Oui, l'utilisation du participe présent est grammaticalement correcte, mais pour ce qui est du sens, je pense que "bien que n'ayant jamais ..." serait plus approprié.


----------



## Chimène

Merci beaucoup, Punky Zoé, et merci aussi pour l'observation. Justement la phrase originale comportait un "bien que" (et pas de participe présent!!); j'ai alors voulu effacer le "bien que" pour savoir si le sens que celui-ci attribue à l'énoncé reste malgré son absence...
Merci beaucoup donc pour la réponse!!
Ch.


----------



## Punky Zoé

Chimène said:


> Justement la phrase originale comportait un "bien que" (et pas de participe présent!!); j'ai alors voulu effacer le "bien que" pour savoir si le sens que celui-ci attribue à l'énoncé reste malgré son absence...
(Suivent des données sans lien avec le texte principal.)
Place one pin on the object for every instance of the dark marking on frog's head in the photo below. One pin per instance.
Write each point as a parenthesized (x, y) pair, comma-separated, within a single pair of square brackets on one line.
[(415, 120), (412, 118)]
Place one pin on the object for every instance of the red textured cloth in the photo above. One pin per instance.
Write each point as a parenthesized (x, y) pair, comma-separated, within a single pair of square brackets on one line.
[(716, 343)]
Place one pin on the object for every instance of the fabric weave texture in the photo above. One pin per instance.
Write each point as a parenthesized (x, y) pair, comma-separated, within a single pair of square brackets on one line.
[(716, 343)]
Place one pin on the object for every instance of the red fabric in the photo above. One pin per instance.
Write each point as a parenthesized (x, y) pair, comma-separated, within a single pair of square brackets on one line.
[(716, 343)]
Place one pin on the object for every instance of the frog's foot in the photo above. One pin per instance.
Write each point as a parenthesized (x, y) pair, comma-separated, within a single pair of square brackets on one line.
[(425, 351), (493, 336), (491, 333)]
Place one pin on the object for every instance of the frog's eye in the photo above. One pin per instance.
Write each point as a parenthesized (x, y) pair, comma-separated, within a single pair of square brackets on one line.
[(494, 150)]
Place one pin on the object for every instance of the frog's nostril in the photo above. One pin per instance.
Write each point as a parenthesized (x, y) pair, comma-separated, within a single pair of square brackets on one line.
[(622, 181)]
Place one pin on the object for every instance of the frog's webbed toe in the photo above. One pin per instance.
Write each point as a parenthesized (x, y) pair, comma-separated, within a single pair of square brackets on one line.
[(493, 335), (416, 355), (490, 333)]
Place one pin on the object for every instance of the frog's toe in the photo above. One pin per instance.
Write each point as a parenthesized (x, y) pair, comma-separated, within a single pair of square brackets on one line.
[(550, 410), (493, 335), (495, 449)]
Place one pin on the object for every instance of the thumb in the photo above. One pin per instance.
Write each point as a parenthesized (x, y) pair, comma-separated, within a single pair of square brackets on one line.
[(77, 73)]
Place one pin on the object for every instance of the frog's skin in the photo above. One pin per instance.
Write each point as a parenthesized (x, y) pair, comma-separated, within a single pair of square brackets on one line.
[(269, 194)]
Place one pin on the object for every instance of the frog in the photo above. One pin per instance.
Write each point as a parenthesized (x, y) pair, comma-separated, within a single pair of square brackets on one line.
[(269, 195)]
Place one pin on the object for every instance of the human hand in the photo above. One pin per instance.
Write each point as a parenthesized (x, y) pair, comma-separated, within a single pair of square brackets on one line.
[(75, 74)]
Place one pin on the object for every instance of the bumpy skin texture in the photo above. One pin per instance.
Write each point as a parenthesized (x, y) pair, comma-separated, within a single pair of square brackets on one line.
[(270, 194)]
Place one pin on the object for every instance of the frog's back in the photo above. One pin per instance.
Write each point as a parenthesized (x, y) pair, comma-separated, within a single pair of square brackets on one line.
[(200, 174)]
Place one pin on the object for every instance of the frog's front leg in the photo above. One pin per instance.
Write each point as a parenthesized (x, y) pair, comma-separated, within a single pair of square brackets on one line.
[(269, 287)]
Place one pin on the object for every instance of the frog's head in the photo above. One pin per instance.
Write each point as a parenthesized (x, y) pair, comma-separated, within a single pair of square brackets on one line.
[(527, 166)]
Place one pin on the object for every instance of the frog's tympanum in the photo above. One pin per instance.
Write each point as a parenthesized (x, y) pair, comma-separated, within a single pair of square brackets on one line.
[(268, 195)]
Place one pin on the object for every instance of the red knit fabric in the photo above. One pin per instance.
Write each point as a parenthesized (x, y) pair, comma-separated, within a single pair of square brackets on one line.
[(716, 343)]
Comme quoi, ce bien que a sa place ! 
Si tu le supprimes, on ne comprend plus bien pourquoi ils se sentent bibendum.


----------



## Maître Capello

Le participe présent _n'ayant jamais_ pourrait être remplacé par _comme/parce que nous n'avons jamais_, ce qui n'a aucun sens dans la phrase en question !


----------



## Chimène

Maître Capello, merci beaucoup pour votre observation. Mais vu qu'il y a aussi la possibilité que le participe présent ait une valeur dans ce contexte proche de celle de "bien que", je crois que ça me va... 
Bonne journée et joyeuses fêtes!!
Ch.


----------



## Maître Capello

Chimène said:


> Maître Capello, merci beaucoup pour votre observation. Mais vu qu'il y a aussi la possibilité que le participe présent ait une valeur dans ce contexte proche de celle de "bien que", je crois que ça me va...
> Bonne journée et joyeuses fêtes!!
> Ch.



Non, le participe présent ne peut pas avoir un sens proche de _bien que_. Il faut donc impérativement trouver une autre solution que ce participe présent ! D'ailleurs, en quoi _bien que_ te dérange-t-il ?


----------



## Chimène

Maître Capello said:


> Non, le participe présent ne peut pas avoir un sens proche de _bien que_. Il faut donc impérativement trouver une autre solution que ce participe présent ! D'ailleurs, en quoi _bien que_ te dérange-t-il ?


 
Bonjour, Maître! Alors je n'avais pas bien compris votre réplique... 
Le _bien que_ ne me dérange en rien; mais il "fallait" justement trouver quelque chose d'autre qui pourrait le remplacer et garder à peu près son sens (même atténué). Si vous avez des propositions, je suis preneuse... 
Bonne soirée,
Ch.


----------



## Maître Capello

Chimène said:


> Bonjour, Maître! Alors je n'avais pas bien compris votre réplique...
> Le _bien que_ ne me dérange en rien; mais il "fallait" justement trouver quelque chose d'autre qui pourrait le remplacer et garder à peu près son sens (même atténué). Si vous avez des propositions, je suis preneuse...
> Bonne soirée,
> Ch.


Alors _quoique_…


----------



## Punky Zoé

Chimène said:


> bien que[/I] ne me dérange en rien; mais il "fallait" justement trouver quelque chose d'autre qui pourrait le remplacer et garder à peu près son sens (même atténué).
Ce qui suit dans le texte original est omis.